When ARF occurs, waste products, such as nitrogen or salt, and excess fluids are not removed by the kidneys and builds up in the body, upsetting the body's normal chemical balance. Chemicals and electrolytes, such as sodium, potassium, and calcium, which are needed for normal body functioning, become harmful or sometimes poisonous (toxic) to the body when they reach abnormally high or low levels.


>Acute renal failure can be divided into three categories:

(a). Acute renal failure characterized by diminished renal blood flow (60 to 70 percent of cases).

(b). Acute renal failure, due to damage to the renal tissue (25 to 40 percent of cases).

(c).

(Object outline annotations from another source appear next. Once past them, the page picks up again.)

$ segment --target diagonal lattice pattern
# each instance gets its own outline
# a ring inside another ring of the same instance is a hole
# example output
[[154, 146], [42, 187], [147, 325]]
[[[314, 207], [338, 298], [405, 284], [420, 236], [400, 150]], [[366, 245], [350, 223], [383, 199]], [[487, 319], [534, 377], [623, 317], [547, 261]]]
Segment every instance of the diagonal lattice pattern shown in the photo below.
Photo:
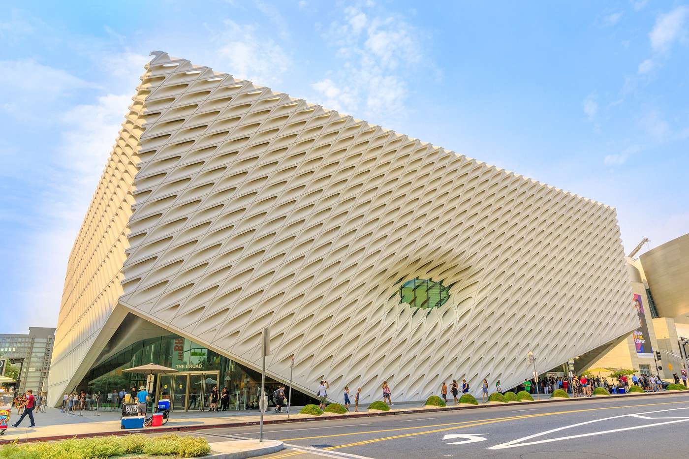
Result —
[[527, 350], [545, 371], [635, 327], [614, 209], [154, 54], [70, 258], [56, 388], [127, 311], [254, 368], [269, 327], [269, 374], [294, 355], [296, 387], [364, 402], [508, 387]]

Acute renal failure because of urinary tract obstruction (5 to 10 percent of cases).

>Renal causes:
1). Acute tubular necrosis - 85% /toxic/septic renal failure
2). Glomerular disease - 5% (primary in systemic diseases)
3). Other diseases of Kidney - 10%.


Symptoms of Acute Renal Failure depend on the cause of the problem. Acute Renal Failure cannot be diagnosed exclusively based on the following symptoms. Symptoms may include:
>Swelling of the hands, face, or feet.
>Decreased urinary output (oliguria).
>Shortness of breath (dyspnea).
>Rapid, irregular heart rate.
>Enlarged or distended neck veins.
Nausea, vomiting, and loss of appetite. Profound weakness or fatigue. Confusion, agitation, or combative behavior.


Acute Renal Failure is usually diagnosed using blood and urine tests to monitor kidney function. Tests may include blood urea nitrogen (BUN), serum creatinine, complete blood count (CBC), and a urinalysis.

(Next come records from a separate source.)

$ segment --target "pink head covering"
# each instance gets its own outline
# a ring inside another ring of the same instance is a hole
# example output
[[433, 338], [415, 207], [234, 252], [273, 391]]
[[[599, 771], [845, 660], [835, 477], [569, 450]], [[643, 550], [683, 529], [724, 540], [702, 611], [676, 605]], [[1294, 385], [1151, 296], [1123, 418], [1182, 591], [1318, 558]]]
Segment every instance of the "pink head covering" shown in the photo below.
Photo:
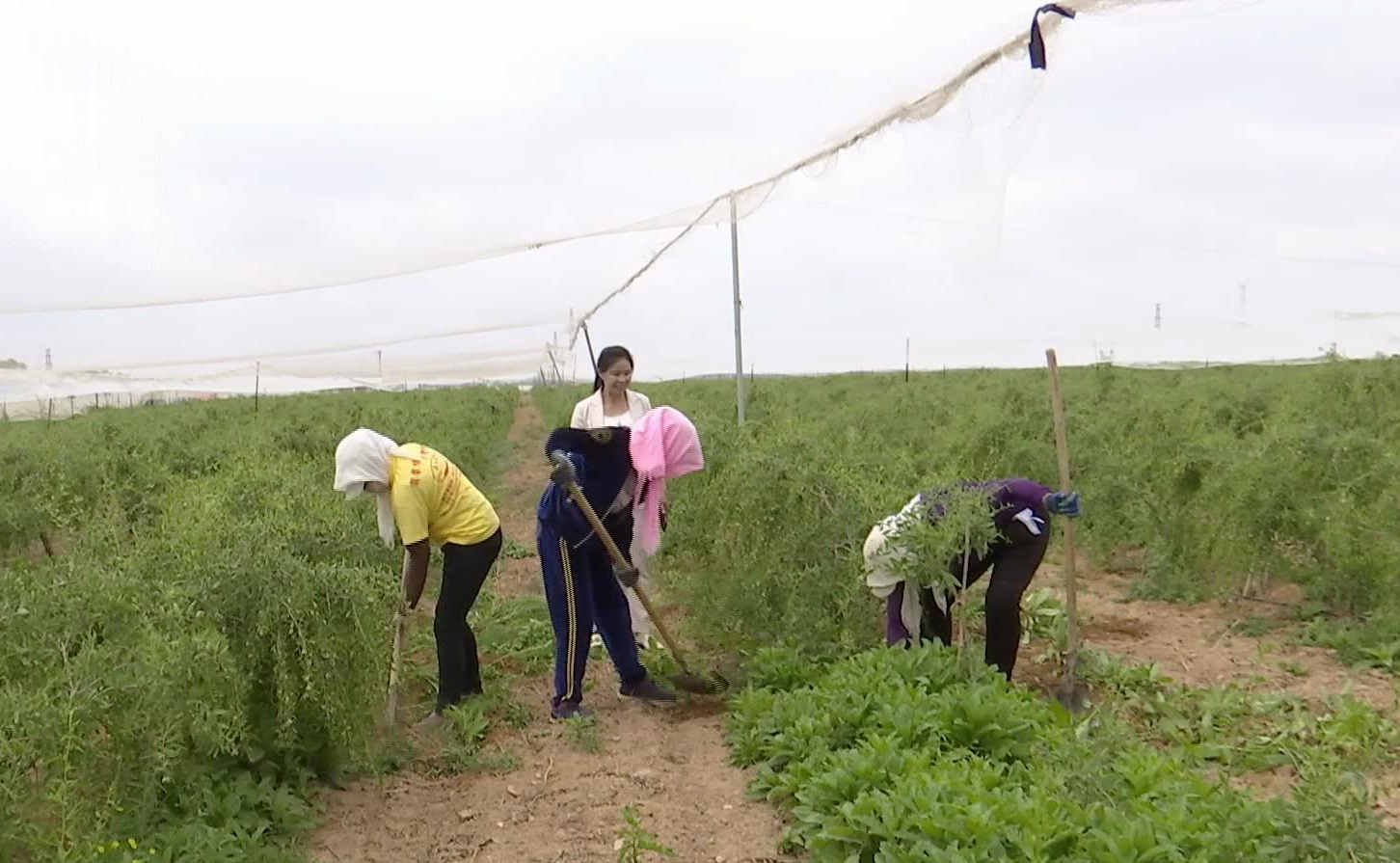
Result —
[[704, 468], [700, 436], [685, 413], [662, 405], [633, 423], [627, 448], [637, 472], [633, 499], [637, 531], [643, 551], [651, 555], [661, 545], [661, 502], [666, 496], [666, 481]]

A chemistry screen may be used to look for abnormalities in electrolytes, such as sodium, potassium, and calcium.


The treatment of Acute Renal Failure depends on the cause and may include:
>Correcting the underlying cause of kidney failure, such as dehydration or medication toxicity.
>Providing supportive care for the kidneys through hem dialysis.
>Preventing other complications, such as infection or fluid or electrolyte imbalances.